Loraine was born in London and educated at St Martins College of Art and University of Reading, followed by a DAAD scholarship to the Hochschule der Künste, Berlin. She received her PhD in Art, Communities and Social Change from University of Ulster in 2010. A retrospective exhibition celebrating thirty years of her work with communities toured Berlin, London, Toronto and Dublin 2005-08. The Catch, a gateway public artwork she created for Barking town centre with the input of three hundred children and a mentoring scheme for university and college students, was voted a London 2012 Landmark. The Young Person’s Guide to East London (2012) produced with hundreds of teenagers from the London boroughs hosting the 2012 Olympics, received the Olympic Inspire Mark and a Media Trust Inspiring Voices award. In 2015 Lambeth Floating Marsh (2015) in collaboration with scientist Nithin Rai, supported biodiversity along the shored up banks of the Thames in central London. A recent project Active Energy (2008-20) with The Geezers, a group of older men in Bow East London, investigated renewable energy for their community, and earned the 2016 RegenSW Arts and Green Energy award. In 2017 Loraine’s work from the 1970s produced in collaboration with Peter Dunn and East London health workers’ unions, was exhibited at the ICA London, a return to that institution after first being shown there in Lucy Lippard’s Issues: Social Strategies for Women Artists in 1980.

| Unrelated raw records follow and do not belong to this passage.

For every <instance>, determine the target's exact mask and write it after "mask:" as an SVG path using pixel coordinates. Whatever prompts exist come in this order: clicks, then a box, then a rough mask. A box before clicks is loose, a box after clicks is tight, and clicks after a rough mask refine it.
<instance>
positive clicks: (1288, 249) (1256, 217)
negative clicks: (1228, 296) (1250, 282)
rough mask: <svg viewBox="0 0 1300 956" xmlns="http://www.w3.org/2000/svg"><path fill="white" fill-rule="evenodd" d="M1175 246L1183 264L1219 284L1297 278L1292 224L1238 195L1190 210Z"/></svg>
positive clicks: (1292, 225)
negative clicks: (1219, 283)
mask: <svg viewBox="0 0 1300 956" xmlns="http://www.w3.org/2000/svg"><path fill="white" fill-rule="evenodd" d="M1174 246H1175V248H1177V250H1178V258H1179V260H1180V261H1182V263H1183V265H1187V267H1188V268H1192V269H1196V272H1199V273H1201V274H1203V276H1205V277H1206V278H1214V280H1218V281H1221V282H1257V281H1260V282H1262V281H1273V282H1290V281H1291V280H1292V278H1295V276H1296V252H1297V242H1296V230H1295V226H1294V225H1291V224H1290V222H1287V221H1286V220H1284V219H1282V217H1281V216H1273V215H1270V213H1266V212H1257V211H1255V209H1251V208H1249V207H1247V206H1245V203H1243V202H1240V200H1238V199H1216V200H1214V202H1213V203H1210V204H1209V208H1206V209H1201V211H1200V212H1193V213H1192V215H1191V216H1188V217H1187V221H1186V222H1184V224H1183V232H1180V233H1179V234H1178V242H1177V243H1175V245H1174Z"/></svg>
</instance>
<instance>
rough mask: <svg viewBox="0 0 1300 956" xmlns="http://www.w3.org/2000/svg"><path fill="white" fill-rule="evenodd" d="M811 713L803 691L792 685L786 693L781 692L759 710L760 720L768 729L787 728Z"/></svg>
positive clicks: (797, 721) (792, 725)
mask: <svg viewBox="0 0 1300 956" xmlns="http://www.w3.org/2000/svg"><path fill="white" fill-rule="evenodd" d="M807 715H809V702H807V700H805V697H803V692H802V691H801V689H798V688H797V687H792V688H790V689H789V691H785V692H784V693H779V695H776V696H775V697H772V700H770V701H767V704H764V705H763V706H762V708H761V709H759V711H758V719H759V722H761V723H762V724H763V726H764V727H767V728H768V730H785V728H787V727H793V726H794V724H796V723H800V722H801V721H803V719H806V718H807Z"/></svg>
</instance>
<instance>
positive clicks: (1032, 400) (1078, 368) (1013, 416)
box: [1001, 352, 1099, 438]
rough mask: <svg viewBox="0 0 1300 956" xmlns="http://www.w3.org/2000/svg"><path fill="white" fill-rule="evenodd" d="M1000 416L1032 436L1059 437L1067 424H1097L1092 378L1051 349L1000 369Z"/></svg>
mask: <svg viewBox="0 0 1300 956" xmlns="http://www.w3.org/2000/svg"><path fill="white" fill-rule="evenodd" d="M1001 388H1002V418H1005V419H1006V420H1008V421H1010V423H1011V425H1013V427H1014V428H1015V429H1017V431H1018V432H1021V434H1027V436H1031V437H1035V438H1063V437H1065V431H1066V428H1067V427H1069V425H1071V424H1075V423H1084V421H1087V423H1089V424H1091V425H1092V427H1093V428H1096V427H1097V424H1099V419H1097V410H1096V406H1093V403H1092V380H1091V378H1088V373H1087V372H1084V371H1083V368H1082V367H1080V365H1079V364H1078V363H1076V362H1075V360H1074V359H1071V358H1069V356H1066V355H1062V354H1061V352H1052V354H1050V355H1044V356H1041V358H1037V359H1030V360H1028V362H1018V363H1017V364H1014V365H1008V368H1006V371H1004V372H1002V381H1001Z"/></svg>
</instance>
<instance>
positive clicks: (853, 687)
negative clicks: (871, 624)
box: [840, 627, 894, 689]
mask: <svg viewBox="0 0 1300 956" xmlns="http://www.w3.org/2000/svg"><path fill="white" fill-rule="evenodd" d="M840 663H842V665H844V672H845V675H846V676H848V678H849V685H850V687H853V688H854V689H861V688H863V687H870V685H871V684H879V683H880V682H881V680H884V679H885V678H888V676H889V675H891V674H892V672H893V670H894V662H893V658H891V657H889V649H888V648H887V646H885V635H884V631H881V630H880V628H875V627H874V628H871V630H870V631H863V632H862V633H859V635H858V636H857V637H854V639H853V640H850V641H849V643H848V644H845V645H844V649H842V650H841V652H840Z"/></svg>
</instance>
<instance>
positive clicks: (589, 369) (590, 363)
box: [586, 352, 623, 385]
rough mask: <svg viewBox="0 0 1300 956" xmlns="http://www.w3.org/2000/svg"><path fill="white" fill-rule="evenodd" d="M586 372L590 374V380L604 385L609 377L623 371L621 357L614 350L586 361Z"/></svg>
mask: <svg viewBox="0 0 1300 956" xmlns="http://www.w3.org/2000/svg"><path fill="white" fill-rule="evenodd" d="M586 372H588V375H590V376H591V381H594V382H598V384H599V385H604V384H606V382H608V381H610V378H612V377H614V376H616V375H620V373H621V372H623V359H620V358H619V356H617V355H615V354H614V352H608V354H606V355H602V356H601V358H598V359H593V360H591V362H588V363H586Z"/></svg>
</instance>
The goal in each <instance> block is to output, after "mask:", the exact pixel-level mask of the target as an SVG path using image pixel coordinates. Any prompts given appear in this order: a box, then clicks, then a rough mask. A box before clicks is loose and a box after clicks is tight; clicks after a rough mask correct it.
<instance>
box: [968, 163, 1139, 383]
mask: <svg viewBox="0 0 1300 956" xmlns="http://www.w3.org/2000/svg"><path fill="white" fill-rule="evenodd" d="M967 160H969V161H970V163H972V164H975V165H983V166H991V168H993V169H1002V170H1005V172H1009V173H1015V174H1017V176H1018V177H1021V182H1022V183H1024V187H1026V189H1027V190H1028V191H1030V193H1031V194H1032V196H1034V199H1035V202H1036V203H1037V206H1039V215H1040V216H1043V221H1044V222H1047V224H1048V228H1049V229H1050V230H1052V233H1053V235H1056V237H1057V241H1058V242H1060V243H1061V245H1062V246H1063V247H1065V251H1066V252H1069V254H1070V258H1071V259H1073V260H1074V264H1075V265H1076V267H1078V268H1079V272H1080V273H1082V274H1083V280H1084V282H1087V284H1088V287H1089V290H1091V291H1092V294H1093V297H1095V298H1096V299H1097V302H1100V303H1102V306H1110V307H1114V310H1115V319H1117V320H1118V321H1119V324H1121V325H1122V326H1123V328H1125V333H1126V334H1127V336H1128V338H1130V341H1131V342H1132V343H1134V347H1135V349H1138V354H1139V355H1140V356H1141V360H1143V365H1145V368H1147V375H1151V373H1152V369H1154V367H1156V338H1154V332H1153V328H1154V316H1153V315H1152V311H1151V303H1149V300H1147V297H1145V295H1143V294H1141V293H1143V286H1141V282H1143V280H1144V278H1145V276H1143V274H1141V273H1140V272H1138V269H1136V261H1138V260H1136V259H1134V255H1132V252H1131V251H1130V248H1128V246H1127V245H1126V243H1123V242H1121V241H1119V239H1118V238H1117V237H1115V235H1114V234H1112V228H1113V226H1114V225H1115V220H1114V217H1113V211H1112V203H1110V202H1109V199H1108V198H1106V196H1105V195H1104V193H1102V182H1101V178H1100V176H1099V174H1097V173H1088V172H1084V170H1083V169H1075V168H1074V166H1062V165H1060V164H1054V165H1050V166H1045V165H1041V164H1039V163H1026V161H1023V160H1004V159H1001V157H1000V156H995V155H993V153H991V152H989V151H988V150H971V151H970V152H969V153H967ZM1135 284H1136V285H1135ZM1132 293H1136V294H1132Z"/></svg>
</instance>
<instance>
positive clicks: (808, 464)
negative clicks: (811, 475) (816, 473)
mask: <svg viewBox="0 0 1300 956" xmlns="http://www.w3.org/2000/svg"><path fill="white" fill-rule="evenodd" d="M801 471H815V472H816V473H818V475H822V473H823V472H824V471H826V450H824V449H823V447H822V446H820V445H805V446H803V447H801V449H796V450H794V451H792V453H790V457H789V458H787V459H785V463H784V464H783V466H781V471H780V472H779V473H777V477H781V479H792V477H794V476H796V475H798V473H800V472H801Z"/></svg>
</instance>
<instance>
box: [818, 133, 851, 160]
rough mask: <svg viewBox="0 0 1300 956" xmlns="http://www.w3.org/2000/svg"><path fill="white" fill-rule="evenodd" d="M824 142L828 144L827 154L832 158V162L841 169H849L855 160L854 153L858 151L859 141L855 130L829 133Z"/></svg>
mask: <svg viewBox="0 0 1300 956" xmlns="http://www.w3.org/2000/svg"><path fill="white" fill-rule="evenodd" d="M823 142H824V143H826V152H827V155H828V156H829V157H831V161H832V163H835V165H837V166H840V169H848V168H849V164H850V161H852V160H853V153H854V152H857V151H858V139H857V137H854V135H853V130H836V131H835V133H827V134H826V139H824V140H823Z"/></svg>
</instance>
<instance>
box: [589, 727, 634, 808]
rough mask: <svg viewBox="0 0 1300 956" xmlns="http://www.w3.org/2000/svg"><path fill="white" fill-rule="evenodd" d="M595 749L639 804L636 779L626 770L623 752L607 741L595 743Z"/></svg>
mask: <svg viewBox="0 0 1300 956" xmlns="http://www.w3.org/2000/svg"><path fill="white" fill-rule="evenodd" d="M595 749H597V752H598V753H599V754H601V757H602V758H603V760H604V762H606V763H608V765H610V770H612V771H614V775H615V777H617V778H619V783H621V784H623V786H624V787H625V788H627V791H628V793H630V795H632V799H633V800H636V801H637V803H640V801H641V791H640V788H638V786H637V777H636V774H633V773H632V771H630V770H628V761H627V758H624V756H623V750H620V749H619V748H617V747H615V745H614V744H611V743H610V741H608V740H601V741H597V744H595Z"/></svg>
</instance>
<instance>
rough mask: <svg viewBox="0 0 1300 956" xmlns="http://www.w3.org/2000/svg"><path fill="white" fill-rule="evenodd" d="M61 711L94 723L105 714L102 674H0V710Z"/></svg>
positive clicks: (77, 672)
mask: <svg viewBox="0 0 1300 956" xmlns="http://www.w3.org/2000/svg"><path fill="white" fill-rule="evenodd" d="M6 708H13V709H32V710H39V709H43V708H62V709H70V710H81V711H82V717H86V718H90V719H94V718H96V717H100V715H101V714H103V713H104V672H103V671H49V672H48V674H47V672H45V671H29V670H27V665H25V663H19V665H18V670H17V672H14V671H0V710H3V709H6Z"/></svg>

For the first decade of cSPACE, Loraine was Visiting Research Fellow at University of East London then in 2011 Fulbright Scholar in Residence at University of Washington Tacoma. Following this she was resident artist at the Mattress Factory museum of installation in Pittsburgh, where in 2012 she worked with a seniors’ group towards an exhibit for the Feminist and… exhibition curated by Hilary Robinson. Loraine developed an MA in Art and Social Practice for Middlesex University, and also teaches undergraduates in Fine Art Social Practice. Her book Art: Process: Change published in 2017 uses her experience as a practitioner to offer a first-hand glimpse into the development, organisation and delivery of art projects with social agendas.
Loraine’s practical work is currently realised through research projects, which she conducts through Middlesex University.